自動的に支給されるわけではないという前提

日本の公的年金は、65歳に到達したからといって何もしなくても振り込まれる制度ではありません。受給を希望する本人が「裁定請求」という手続きを行って初めて、受給権が確定し、支給が開始されます。

裁定請求とは、日本年金機構に対して「年金を支給してほしい」と請求する正式な手続きのことです。書類を記入し、必要な添付書類をそろえて提出することで、加入記録が確認され、支給額が確定します。

このページでは、老齢年金を中心に、受給開始までの一般的なステップ、必要となる書類、そして開始時期を前後させる選択肢について、制度上の基本的なルールを整理します。特定の個人の状況に当てはめるものではなく、制度全体の枠組みを理解するための資料としてお読みください。

制度上の基本ルール 注意が必要な制約

年金請求の手続きを行う前に、まず自分が受給資格を満たしているかを確認することが重要です。老齢基礎年金を受けるには、原則として10年以上の加入期間が必要です。この期間には、国民年金の保険料を納めた月、免除・猶予された月、第3号被保険者としての期間などが含まれます。

50歳以上の方には、毎年誕生月に「ねんきん定期便」が届きます。これには現在の加入記録と、将来の受給見込額が記載されています。オンラインの「ねんきんネット」を利用すれば、いつでも最新の加入記録や見込額を確認できます。

加入期間が足りない場合や、記録に漏れがある場合は、猶予制度や追納制度を利用できる可能性があります。早めに確認することで、請求時に慌てずに済みます。記録の確認は、手続きそのものではありませんが、スムーズな裁定請求の前提になります。

ステップ 02

裁定請求のタイミング

老齢年金の受給権は65歳に到達したときに発生します。具体的には、65歳の誕生日の前日が権利発生日です。

手続きは、誕生月の3ヶ月前に日本年金機構から送られてくる「年金請求書(事前送付用)」を使って行います。この書類に必要事項を記入し、誕生日の前日以降に年金事務所または街角の年金相談センターに提出するのが一般的な流れです。

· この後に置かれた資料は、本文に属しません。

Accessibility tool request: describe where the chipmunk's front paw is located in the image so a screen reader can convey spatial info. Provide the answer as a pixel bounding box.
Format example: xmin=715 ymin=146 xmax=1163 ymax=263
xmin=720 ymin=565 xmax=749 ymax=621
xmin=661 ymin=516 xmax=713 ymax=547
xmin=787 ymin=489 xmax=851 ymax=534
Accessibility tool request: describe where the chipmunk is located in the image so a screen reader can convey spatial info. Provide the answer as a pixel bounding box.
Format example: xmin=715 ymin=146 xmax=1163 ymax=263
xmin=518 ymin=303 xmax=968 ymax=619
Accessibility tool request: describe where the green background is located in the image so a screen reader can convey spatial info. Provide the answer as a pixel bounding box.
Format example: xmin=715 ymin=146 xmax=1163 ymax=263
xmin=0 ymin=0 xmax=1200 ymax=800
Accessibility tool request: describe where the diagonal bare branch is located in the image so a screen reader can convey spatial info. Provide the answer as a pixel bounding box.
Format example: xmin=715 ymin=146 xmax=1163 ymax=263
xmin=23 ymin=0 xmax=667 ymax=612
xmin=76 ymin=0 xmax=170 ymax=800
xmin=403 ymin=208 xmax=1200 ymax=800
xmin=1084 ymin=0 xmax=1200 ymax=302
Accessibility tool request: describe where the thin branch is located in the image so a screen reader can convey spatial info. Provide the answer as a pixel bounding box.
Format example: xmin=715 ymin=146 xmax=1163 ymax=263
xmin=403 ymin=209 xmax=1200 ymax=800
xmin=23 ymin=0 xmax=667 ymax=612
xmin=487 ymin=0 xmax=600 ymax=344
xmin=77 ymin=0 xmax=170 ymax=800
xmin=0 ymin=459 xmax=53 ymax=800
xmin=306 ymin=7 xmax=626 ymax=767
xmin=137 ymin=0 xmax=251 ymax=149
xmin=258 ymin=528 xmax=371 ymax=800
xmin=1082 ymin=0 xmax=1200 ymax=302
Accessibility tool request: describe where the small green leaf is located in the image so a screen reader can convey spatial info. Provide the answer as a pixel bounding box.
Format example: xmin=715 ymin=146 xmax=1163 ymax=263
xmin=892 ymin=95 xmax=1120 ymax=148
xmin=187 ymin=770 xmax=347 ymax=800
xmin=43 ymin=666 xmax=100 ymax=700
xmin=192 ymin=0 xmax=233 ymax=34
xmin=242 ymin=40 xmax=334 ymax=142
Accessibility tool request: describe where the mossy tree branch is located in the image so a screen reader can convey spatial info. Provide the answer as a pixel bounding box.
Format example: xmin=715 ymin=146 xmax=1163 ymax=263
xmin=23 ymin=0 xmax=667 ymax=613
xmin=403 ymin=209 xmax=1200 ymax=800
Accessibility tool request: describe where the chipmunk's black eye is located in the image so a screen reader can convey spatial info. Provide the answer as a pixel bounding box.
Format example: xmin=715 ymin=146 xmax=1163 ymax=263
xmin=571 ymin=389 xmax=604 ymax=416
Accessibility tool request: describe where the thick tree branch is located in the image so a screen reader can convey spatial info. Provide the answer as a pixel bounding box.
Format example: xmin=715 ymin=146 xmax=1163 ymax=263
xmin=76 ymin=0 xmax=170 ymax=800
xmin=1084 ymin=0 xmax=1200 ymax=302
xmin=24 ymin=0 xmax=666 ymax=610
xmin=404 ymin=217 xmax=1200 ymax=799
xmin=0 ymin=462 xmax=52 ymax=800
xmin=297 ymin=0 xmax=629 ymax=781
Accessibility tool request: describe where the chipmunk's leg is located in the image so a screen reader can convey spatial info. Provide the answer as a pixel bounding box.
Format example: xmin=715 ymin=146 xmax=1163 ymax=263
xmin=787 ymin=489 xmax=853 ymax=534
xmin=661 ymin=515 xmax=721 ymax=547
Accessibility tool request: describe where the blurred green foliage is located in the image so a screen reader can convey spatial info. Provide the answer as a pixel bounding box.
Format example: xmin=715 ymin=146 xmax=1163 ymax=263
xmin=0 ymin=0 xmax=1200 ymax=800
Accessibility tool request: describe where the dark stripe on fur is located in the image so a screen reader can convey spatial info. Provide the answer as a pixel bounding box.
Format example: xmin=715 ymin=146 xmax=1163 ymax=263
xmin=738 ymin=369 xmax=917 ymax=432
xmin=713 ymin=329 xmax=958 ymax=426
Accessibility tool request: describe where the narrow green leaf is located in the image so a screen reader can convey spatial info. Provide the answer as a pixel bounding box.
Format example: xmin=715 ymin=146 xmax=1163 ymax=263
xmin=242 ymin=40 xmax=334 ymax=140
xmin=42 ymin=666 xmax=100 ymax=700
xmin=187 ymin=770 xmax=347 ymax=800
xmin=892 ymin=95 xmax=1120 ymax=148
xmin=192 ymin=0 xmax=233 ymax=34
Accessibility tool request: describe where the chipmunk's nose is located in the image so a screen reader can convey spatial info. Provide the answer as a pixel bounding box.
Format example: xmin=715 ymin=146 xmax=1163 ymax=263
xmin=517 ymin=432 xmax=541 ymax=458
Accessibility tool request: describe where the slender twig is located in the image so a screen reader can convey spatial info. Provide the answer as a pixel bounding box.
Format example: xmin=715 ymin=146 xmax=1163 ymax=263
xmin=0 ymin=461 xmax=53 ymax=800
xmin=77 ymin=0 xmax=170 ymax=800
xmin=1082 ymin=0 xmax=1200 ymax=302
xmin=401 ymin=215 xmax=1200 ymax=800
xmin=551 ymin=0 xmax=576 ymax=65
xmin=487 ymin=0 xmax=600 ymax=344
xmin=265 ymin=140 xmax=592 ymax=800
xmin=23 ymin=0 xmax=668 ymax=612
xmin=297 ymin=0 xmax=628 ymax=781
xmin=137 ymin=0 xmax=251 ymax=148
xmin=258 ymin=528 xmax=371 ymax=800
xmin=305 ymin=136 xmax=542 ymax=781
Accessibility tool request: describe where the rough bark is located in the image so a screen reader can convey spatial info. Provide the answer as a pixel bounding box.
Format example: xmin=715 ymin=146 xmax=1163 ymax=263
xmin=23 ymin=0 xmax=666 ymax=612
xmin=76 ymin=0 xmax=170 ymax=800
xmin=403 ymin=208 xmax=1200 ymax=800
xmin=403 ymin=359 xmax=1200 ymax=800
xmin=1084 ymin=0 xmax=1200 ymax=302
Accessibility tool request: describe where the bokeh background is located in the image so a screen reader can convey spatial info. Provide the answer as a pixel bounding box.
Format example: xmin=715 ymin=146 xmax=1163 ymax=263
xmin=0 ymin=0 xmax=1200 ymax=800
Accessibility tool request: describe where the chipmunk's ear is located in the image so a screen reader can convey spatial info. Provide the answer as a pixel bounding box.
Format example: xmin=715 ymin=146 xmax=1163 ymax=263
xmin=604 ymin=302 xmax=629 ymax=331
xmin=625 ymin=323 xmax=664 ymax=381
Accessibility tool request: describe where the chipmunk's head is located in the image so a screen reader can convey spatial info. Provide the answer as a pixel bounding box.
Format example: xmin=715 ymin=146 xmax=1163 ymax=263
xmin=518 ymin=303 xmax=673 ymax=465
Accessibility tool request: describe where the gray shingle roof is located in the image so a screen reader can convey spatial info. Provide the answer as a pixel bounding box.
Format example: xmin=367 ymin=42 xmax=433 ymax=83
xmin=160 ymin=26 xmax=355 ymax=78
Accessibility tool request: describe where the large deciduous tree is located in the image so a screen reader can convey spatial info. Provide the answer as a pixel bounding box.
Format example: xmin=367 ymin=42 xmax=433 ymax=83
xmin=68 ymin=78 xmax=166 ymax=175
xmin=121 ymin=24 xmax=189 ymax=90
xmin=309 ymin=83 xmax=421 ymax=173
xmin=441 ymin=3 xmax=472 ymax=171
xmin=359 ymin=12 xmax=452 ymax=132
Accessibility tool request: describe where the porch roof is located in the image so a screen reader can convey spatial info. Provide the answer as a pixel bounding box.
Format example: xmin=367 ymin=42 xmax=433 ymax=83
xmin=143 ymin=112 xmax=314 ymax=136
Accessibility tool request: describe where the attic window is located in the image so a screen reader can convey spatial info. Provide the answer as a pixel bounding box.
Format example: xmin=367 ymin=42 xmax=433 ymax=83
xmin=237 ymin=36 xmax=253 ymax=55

事前送付の案内は自動的に届きますが、転居などで住所が古いままの場合は届かないことがあります。心配な場合は、ねんきんネットで登録住所を確認するか、最寄りの年金事務所に問い合わせてください。

ステップ 03

提出書類と準備するもの

請求にあたっては複数の書類が必要です。書類の不備は支給の遅れにつながるため、事前に送付される案内をよく読み、不足がないかを確認することが推奨されます。

  • 戸籍謄本本人の身分関係を証明するため
  • 世帯全員の住民票世帯構成の確認用(続柄入り)
  • 年金受取口座の通帳またはキャッシュカード年金振込先金融機関の確認
  • 基礎年金番号・マイナンバー確認書類個人識別のため
  • 配偶者の年金手帳の写し(配偶者がいる場合)厚生年金の加入記録確認用
  • 所得証明書(状況により必要)配偶者特別加算等の判定用

必要書類は個人の加入状況によって異なります。事前に送付される案内書類に記載されている書類一覧を確認し、早めに準備を始めることで、手続き期間中の焦りを減らせます。不明点がある場合は、提出先の年金事務所に事前に問い合わせることも可能です。

ステップ 04

年金の受け取りスケジュール

手続き完了後、年金証書が届いてから最初の振込まで通常1〜2ヶ月程度かかります。年金は後払い方式です。

偶数月の15日支払い

偶数月(2月、4月、6月、8月、10月、12月)の15日に、前月と前々月の2ヶ月分がまとめて振り込まれます。15日が土日祝日にあたる場合は、直前の平日に振り込まれます。

初回振込のタイミング

裁定請求の手続きが完了し、年金証書が届いてから実際の最初の振り込みがあるまで、通常1〜2ヶ月程度の期間を要します。手続きから受け取り開始までには時間的余裕があることを念頭に置いてください。

初回の端数扱い

初回のみ、偶数月の2ヶ月分に含まれない端数の1ヶ月分が、奇数月に別途振り込まれることがあります。これは受給開始月のタイミングによるもので、2回目以降は通常どおり偶数月に2ヶ月分ずつ振り込まれます。

受給時期の調整

繰下げと繰上げという選択肢

65歳での受給開始が基本ですが、開始時期を遅らせる「繰下げ」、または早める「繰上げ」という制度上の選択肢があります。どちらも年金額が変更されるトレードオフの制度です。

繰下げ受給(増額)

+0.7%/月

65歳で受け取らず、開始時期を遅らせる選択肢です。1ヶ月遅らせるごとに0.7%ずつ年金額が増額され、最長75歳まで遅らせることができます。75歳から受給を開始した場合、65歳時点の額より84%増額された額を生涯受け取ることができます。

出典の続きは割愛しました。